First, I plot Kobe Bryant’s median field goal percentage for each regular season from 1998-1999 to 2012-2013 (31 games so far). The green bars give you the 25th and 75th percentile of his shooting. In other words, 50% of the games will fall between the two bars. I do not include Kobe Bryant’s first two seasons, as he was not a starter and had strange minutes/shooting, compared to the rest of his career.

KBMedianFGP

A few things stand out to me. First, his median field goal percentage is very consistent over time, right around 46%. There is of course one exception: the current 2012-2013 season, where Kobe Bryant is shooting 50%. The interquartile range in the current season is on the lower end of his career, but it is consistent. The standard deviation of his field goal percentage is also roughly the same. But his shooting is much better. Kobe Bryant, at age 34, is playing the best season of his career if we are to look at accuracy. For a shooting guard, this is a good (but not perfect) measure to use.

The thought then occurred to me: maybe Kobe Bryant always shoots this well in the first 31 games of a season, and then it drops off. So I produced the same chart looking only at the first 31 games of each season.

KBMedianFPG31Here the picture is a bit more nuanced. This season is still impressive in a few ways. He has shot this well for the first 31 games a few times before, but he has been much more consistent if we pay attention to the inter-quartile range. If we put weight on both the field goal percentage and the consistency, then this is still the best season of Kobe Bryant’s career. Of course, things could change dramatically over the course of an 82-game season, and none of this takes into account the many other factors that might be having an influence here. In any event, I’ve misjudged Kobe Bryant, at least this season.

Comparing Kobe Bryant and Lebron James maybe doesn’t make a lot of sense. Different players, different roles on the court, doing different things for their teams. But superstars are superstars.

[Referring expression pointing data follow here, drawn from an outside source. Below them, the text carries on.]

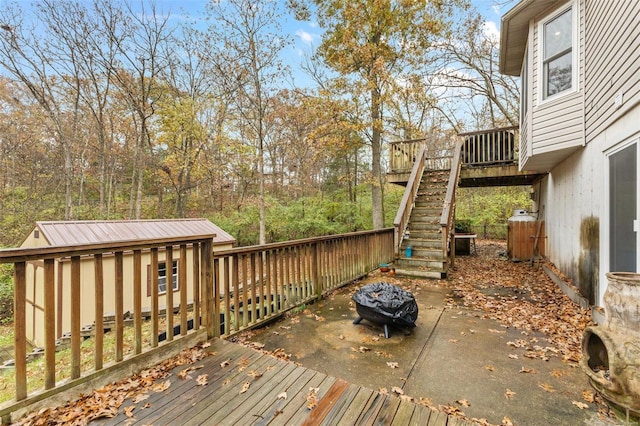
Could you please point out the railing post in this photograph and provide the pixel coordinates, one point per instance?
(49, 324)
(75, 317)
(315, 270)
(211, 292)
(20, 331)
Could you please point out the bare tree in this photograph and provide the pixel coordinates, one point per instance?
(246, 41)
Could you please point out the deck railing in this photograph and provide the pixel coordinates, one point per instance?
(401, 220)
(229, 291)
(447, 218)
(481, 148)
(403, 154)
(490, 147)
(259, 282)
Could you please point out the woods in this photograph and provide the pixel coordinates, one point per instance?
(123, 110)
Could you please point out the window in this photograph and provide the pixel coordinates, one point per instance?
(162, 276)
(558, 53)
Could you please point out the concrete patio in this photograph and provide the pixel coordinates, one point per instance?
(457, 360)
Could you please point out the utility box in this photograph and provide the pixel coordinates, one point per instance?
(522, 233)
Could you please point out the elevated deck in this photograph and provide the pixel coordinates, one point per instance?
(489, 158)
(246, 386)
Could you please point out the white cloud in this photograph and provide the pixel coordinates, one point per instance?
(305, 36)
(490, 30)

LJMedianFGPWhat we see is pretty consistent improvement in shooting percentage over the course of Lebron’s 9 seasons. Recall that this area around the median is where 50% of his games have fallen into. What’s most remarkable is that this region, which I’m using as a measure of consistency, has narrowed considerably from the 2011-2012 season. Prior to the current season, the interquartile range (IQR, the top green bar minus the bottom gren bar) ranged from about 12 to 16 percentage points. In the first 31 games of the 2012-2013 season, this has dropped to about 9 percentage points.

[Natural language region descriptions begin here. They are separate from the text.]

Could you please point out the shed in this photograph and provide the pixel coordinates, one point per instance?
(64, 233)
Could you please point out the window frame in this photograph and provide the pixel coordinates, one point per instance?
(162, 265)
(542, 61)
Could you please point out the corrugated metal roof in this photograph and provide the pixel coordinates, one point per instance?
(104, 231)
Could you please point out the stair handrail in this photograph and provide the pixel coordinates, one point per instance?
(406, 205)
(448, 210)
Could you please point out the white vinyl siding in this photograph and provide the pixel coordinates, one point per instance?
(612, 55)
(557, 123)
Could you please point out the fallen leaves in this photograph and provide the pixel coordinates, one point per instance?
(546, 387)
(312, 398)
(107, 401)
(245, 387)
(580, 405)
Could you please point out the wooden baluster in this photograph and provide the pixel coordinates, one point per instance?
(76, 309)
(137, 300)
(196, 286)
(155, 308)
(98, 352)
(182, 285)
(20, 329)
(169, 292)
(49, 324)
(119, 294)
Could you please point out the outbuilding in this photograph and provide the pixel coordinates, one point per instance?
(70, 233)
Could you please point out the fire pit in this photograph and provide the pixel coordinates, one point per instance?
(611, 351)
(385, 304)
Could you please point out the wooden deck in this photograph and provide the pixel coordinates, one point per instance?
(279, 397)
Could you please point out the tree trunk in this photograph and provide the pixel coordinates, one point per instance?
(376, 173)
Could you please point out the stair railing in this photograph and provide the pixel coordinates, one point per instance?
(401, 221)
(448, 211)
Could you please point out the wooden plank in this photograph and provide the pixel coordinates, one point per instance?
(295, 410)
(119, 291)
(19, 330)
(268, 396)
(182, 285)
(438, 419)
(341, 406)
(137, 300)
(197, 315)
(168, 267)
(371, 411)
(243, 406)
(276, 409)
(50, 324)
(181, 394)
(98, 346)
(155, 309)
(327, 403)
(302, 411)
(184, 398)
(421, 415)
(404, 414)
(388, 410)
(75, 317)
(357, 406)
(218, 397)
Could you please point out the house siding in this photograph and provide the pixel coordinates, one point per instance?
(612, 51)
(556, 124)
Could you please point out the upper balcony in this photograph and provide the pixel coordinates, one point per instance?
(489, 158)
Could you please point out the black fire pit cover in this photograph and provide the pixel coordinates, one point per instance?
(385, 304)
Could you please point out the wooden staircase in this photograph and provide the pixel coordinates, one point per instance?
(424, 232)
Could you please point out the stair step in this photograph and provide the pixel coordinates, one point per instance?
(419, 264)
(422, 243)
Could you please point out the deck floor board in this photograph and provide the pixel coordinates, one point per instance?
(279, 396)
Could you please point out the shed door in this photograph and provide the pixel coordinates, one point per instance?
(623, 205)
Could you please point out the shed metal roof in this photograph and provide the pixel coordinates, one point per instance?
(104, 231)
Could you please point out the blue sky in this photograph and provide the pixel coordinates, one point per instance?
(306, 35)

Again, to check to see if this is not a feature of the first 31 games of every season, I look at only the first 31 games of each season.

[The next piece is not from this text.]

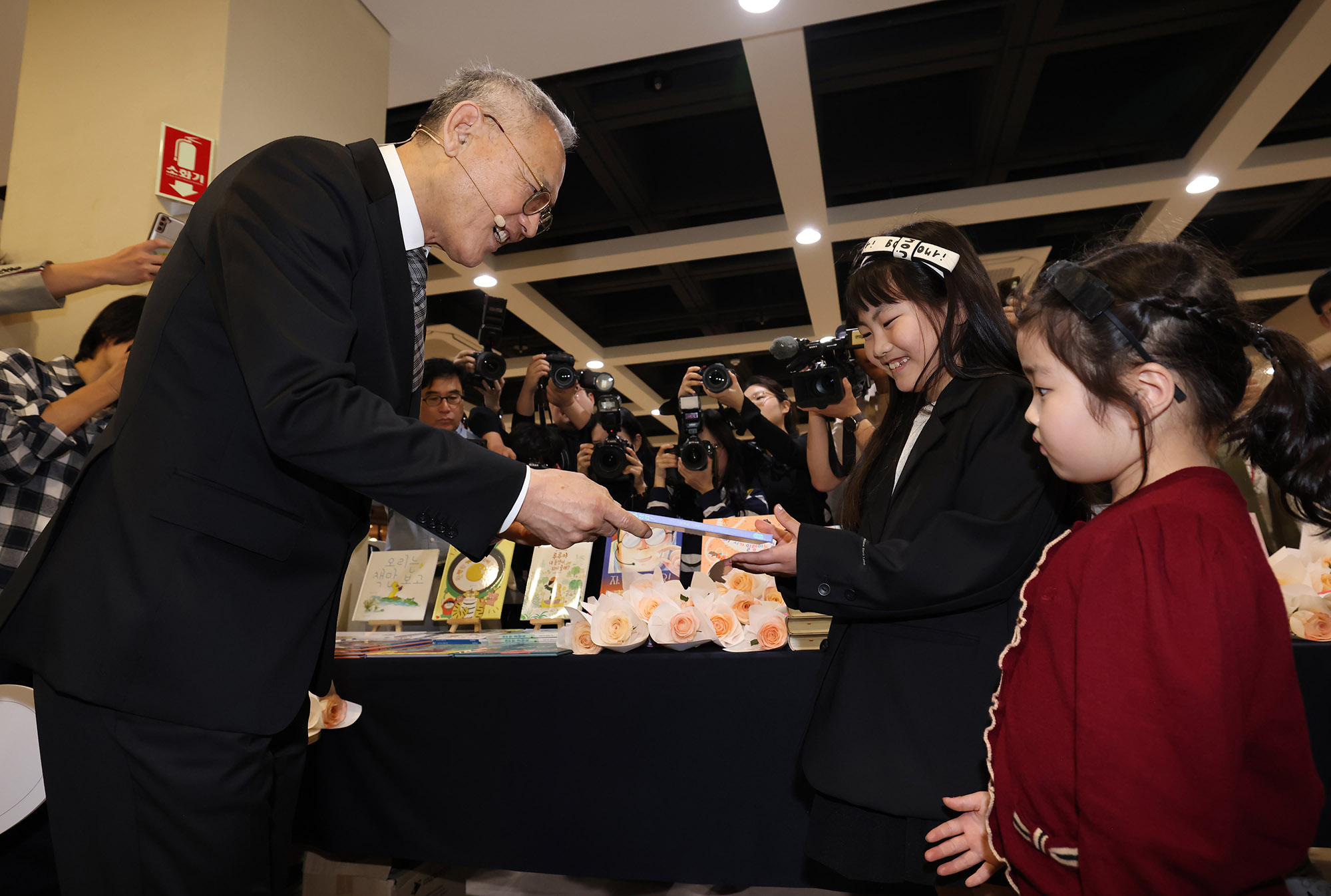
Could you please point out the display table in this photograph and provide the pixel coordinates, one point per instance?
(642, 766)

LJMedianFPG31We again see shooting broadly similar to the previous season. But there’s a level of consistency that is really impressive.

LJSDIQR

There are many other things one has to look at: turnovers, assists, and of course wins and playoff outcomes. I’m aware there are many complicated statistical measures that do a good job at measuring the total impact of a player, but I just wanted to look at some basic questions on my own. I hope to explore more basketball data soon.